TLT: les salariés n’acceptent pas la liquidation de l’entreprise

TLT ne veut pas s’éteindre. Ce mercredi 20 mai, les salariés de la télévision locale toulousaine ont effectué une soirée pour soutenir la chaîne.

En effet, la chaîne est sous une menace de procédure judiciaire qui devrait être applicable le 29 mai prochain. TLT est sous une dette de 1,6 million d’euros et une manque de près de 200 000 euros dans sa trésorerie.

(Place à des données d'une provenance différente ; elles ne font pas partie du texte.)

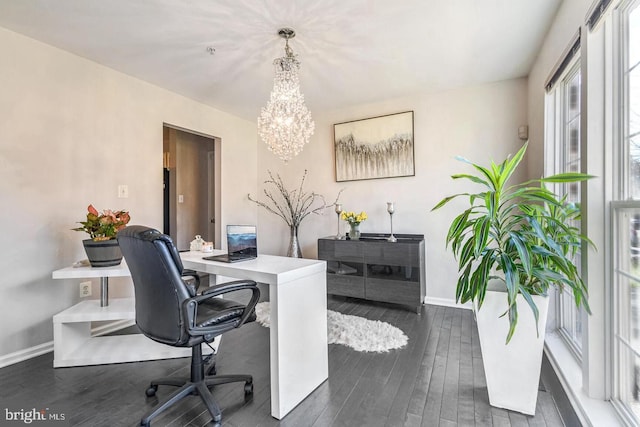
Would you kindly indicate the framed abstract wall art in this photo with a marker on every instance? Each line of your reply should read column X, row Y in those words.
column 377, row 147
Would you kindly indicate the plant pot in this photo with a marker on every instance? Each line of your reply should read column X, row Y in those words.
column 512, row 370
column 105, row 253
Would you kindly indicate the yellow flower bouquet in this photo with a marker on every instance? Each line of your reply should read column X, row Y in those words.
column 353, row 218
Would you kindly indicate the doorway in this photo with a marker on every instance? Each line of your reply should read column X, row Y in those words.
column 191, row 194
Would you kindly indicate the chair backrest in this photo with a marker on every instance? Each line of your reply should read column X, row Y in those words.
column 155, row 267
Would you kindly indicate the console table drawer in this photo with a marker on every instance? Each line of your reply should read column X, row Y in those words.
column 392, row 254
column 343, row 251
column 348, row 286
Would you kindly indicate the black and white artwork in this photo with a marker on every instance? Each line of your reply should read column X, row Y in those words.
column 377, row 147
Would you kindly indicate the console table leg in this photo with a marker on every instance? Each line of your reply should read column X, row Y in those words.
column 104, row 291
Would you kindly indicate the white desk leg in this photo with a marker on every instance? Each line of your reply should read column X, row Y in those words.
column 298, row 345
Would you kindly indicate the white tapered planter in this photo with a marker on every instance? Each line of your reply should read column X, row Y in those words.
column 512, row 370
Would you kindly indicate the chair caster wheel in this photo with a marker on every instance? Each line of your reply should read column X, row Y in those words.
column 151, row 391
column 248, row 388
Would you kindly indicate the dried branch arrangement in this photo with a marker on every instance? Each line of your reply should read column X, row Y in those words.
column 292, row 205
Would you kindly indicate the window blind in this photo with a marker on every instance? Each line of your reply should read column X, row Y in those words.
column 570, row 52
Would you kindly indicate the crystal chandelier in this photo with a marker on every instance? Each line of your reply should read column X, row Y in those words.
column 285, row 124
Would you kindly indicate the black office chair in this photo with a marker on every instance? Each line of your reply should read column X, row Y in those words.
column 169, row 311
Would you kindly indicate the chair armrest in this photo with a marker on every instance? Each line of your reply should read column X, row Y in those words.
column 190, row 305
column 193, row 280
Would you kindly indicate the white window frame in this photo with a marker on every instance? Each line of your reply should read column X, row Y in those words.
column 622, row 207
column 556, row 141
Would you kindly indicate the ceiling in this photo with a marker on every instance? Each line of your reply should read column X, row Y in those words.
column 352, row 52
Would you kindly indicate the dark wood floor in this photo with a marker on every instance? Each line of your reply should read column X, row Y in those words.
column 437, row 380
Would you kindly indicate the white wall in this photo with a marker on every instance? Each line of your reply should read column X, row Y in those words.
column 479, row 123
column 71, row 131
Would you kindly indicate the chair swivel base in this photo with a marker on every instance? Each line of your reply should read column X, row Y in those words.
column 201, row 388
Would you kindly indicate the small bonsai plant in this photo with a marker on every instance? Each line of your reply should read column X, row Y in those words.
column 522, row 235
column 105, row 225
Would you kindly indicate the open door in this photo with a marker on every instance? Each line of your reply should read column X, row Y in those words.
column 190, row 187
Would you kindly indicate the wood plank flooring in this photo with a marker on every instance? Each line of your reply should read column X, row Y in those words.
column 436, row 380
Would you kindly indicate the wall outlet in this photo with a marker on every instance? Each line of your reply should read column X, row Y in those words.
column 85, row 289
column 123, row 191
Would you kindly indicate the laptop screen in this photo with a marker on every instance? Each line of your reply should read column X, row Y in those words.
column 242, row 240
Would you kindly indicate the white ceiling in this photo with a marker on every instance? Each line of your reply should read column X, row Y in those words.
column 352, row 51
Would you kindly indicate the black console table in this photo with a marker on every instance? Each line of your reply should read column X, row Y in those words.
column 374, row 269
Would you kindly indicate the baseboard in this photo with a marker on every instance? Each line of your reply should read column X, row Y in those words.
column 446, row 302
column 26, row 354
column 553, row 385
column 40, row 349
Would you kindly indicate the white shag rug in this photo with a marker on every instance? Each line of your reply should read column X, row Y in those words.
column 353, row 331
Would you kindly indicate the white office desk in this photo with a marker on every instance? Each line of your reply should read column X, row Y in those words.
column 298, row 332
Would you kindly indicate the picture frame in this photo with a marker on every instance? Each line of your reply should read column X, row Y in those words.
column 375, row 147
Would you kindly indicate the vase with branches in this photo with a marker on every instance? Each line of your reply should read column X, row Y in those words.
column 293, row 206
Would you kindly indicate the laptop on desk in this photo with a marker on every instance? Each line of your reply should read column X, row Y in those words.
column 241, row 244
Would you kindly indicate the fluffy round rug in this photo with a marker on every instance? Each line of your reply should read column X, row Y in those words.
column 353, row 331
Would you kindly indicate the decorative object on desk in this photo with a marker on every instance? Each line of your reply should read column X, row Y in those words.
column 196, row 244
column 102, row 248
column 391, row 209
column 354, row 221
column 293, row 206
column 338, row 211
column 353, row 331
column 523, row 240
column 285, row 124
column 377, row 147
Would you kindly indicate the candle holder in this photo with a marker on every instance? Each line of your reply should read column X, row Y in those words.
column 338, row 212
column 391, row 209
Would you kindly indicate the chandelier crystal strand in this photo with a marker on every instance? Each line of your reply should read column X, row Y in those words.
column 285, row 123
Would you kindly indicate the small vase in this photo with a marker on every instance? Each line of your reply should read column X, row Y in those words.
column 294, row 246
column 104, row 253
column 354, row 234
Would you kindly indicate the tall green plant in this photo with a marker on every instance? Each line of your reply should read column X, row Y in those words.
column 522, row 235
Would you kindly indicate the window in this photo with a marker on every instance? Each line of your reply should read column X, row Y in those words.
column 626, row 218
column 563, row 142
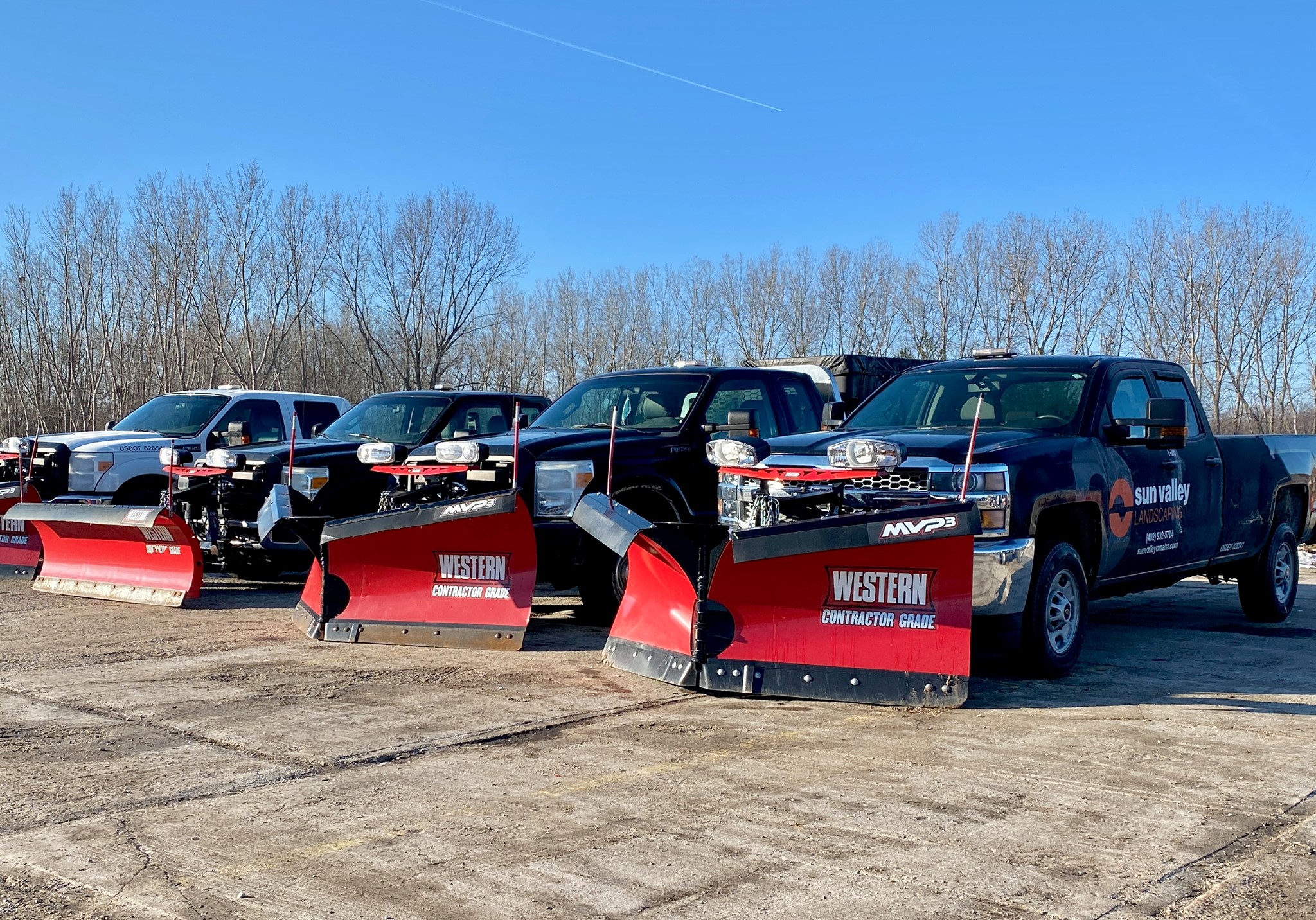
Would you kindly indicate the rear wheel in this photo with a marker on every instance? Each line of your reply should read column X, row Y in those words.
column 1268, row 587
column 1056, row 619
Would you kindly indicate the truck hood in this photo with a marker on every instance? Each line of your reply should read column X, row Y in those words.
column 560, row 443
column 947, row 444
column 308, row 450
column 120, row 443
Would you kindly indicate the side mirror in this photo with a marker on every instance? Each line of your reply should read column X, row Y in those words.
column 833, row 414
column 738, row 421
column 1165, row 427
column 1168, row 423
column 237, row 432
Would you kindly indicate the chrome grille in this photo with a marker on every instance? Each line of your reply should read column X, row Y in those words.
column 895, row 481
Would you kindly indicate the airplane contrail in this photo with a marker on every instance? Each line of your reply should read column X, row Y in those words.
column 599, row 55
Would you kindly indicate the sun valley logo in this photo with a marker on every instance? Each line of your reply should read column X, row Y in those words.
column 472, row 576
column 921, row 526
column 862, row 598
column 1145, row 504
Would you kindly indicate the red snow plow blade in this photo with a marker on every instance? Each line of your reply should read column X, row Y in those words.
column 20, row 544
column 145, row 556
column 869, row 608
column 454, row 574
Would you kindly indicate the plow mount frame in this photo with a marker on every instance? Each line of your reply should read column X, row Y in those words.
column 368, row 588
column 139, row 554
column 698, row 592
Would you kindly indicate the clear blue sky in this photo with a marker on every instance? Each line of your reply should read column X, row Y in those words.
column 891, row 114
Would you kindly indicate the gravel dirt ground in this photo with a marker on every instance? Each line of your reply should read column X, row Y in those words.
column 213, row 763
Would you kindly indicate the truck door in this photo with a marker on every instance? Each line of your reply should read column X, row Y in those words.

Les journalistes et les techniciens ont la sensation que la Mairie ne les soutient pas, qui considère que le TLT n’est plus le bon.
Des groupes se sont succédé sur la scène, l’ambiance était chaleureuse, mais certains n’avaient pas le coeur à faire la fête. Une centaine de personnes ont soutenu les salariés de la chaîne hier soir à la Dynamo. Quelques élus ont fait honneur de leur présence.
Comme Jean-Luc Moudenc représenté par Pierre Esplucas son adjoint et Antoine Grézaud, son directeur de cabinet. Pierre Cohen, l’ex-maire PS y était également ainsi que le candidat EE-LV Gérard Onesta. Le maire de Blagnac, Bernard Kelle a été représenté par Élisabeth Galaup, son chargée de communication. Emmanuel Schwartzenberg était également présent.
« Cette soirée nous l’avons voulue pour faire connaître la situation de TLT aux Toulousains. Beaucoup pensent que l’on a disparu ou au contraire que tout va bien », déclare Jérôme Bolloch, journaliste à TLT et organisateur de la soirée.
Malgré la soirée, les salariés ne cachent plus leur inquiétude. Les esprits se tournent vers le 29 mai et ce qui pourrait se passer ce jour. L’avenir de la chaine dépendra de l’audience qui aura lieu au commerce de Toulouse. La date approche à grands pas et la possible liquidation judiciaire également, sauf les salariés ne veut pas de cette liquidation, et ils ont peur que cela entraine la mort de la chaîne même s’il y a un futur repreneur.
« Le repreneur nous dira qu’il veut garder 12 personnes et puis, dans un an, nous ne serons plus que 5. C’est ce qui s’est passé à Marseille avec LCM », craint Anne Oriol, représentante du CE et déléguée syndicale SNJ.
Selon les sources, Christophe Musset, le directeur du groupe Médias, Sud et propriétaire du LCM, est le seul repreneur qui a présenté une attention à la chaîne. « Mais on ne sait pas ce qu’il peut se passer le 29 mai, un autre repreneur pourrait sortir du chapeau », a déclaré un salarié de TLT.
Les conditions de travail se sont dégradées, la voiture ne dispose plus de voiture. « Nous travaillons avec des bouts de ficelles », avait déclaré Jean-Luc Fouillac, directeur technique de TLT. Le trou dans la trésorerie s’agrandi et la dette globale s’élève à 1,6 million d’euros.
La situation est très tendue à la chaîne, mais cela n’empêchait les bonnes nouvelles d’arriver. Les contrats d’objectifs et de moyens viennent d’être reconduits avec la Région et la Métropole. La CSA devrait également confirmé le renouvellement de la fréquence,  » preuve que nous remplissons notre mission » crient les salariés, sauf que l’annonce n’a pas encore été officialisée en séances plénières.